Apprezzava ancora di più gli atleti meno famosi che non sono conformisti, non si fanno tatuaggi e nelle interviste non dicono «vediamo cosa dice il Mister» oppure «quello che mi interessa è solo il bene della squadra». Il calcio è pieno di queste frasi fatte, soprattutto negli ultimi anni. E lui, da buon preside, rifilava voti bassi come frustate, due e tre come se piovesse.
Una persona perbene, un po’ spigolosa
È stato un grande mangiatore e un grande fumatore. Non si è tirato indietro, diciamolo, come il suo maestro. «Un giorno passai le sigarette perfino a Eddy Merckx» gli piaceva raccontare per scandalizzare gli anti fumatori che considerava altrettanto intolleranti dei fumatori.
Nessuno è perfetto e anche Gianni Mura, fortunatamente, non lo era. Coi giovani colleghi, era indulgente. Sapeva che nessuno nasce imparato. Soprattutto nel giornalismo sportivo dove è facile , per una notizia in più, o un titolo ad effetto, prendere uno sfondone. Ma gli arroganti, no, quelli non li sopportava.

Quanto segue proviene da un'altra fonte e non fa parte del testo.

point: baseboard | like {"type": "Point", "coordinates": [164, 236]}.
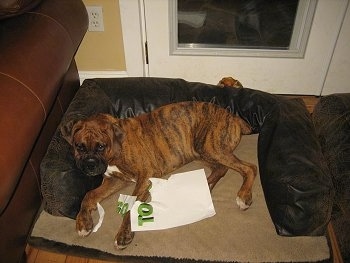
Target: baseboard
{"type": "Point", "coordinates": [101, 74]}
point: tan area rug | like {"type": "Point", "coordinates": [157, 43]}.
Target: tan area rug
{"type": "Point", "coordinates": [229, 236]}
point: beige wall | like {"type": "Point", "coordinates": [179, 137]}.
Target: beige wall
{"type": "Point", "coordinates": [103, 51]}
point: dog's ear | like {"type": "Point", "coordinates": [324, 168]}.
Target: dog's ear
{"type": "Point", "coordinates": [118, 138]}
{"type": "Point", "coordinates": [67, 130]}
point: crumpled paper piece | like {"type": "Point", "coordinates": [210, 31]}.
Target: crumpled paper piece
{"type": "Point", "coordinates": [182, 199]}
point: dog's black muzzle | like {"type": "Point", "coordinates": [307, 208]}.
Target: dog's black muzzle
{"type": "Point", "coordinates": [92, 166]}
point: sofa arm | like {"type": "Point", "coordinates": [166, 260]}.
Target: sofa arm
{"type": "Point", "coordinates": [37, 49]}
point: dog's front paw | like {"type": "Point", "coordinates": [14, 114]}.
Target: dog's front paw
{"type": "Point", "coordinates": [84, 223]}
{"type": "Point", "coordinates": [123, 239]}
{"type": "Point", "coordinates": [244, 200]}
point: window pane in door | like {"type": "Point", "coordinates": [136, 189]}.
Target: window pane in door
{"type": "Point", "coordinates": [266, 24]}
{"type": "Point", "coordinates": [201, 26]}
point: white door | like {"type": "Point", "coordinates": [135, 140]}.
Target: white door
{"type": "Point", "coordinates": [148, 20]}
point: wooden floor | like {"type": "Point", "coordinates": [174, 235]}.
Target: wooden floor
{"type": "Point", "coordinates": [40, 256]}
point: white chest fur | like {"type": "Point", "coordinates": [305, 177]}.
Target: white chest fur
{"type": "Point", "coordinates": [111, 169]}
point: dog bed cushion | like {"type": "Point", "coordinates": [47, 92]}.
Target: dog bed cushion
{"type": "Point", "coordinates": [296, 183]}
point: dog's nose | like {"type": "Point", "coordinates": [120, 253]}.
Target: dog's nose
{"type": "Point", "coordinates": [91, 164]}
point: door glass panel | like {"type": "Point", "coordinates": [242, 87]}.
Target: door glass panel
{"type": "Point", "coordinates": [240, 27]}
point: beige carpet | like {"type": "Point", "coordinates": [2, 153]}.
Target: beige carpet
{"type": "Point", "coordinates": [230, 236]}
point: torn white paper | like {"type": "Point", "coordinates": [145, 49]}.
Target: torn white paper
{"type": "Point", "coordinates": [125, 202]}
{"type": "Point", "coordinates": [101, 213]}
{"type": "Point", "coordinates": [182, 199]}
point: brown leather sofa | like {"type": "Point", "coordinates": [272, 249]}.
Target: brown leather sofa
{"type": "Point", "coordinates": [38, 78]}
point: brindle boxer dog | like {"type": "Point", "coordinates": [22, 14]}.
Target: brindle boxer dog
{"type": "Point", "coordinates": [153, 145]}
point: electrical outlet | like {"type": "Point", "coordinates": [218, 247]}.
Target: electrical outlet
{"type": "Point", "coordinates": [95, 18]}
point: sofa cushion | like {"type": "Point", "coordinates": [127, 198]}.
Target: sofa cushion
{"type": "Point", "coordinates": [9, 8]}
{"type": "Point", "coordinates": [296, 184]}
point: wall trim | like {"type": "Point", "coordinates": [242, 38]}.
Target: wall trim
{"type": "Point", "coordinates": [101, 74]}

Era un bravo giornalista, e anche una persona perbene. Un po’ spigoloso, qualche volta perfino scorbutico per nascondere una strana timidezza che riaffiorava qua e là. Come tutti quelli che hanno carattere, aveva un brutto carattere, ma era onesto e sincero nei giudizi. Magari sbagliando, ma facendo sempre di testa sua. Come avrebbe scritto Gianni Brera, gli sia lieve la terra . E anche il nostro ricordo di vecchi ragazzi che hanno fatto un pezzo di strada con lui.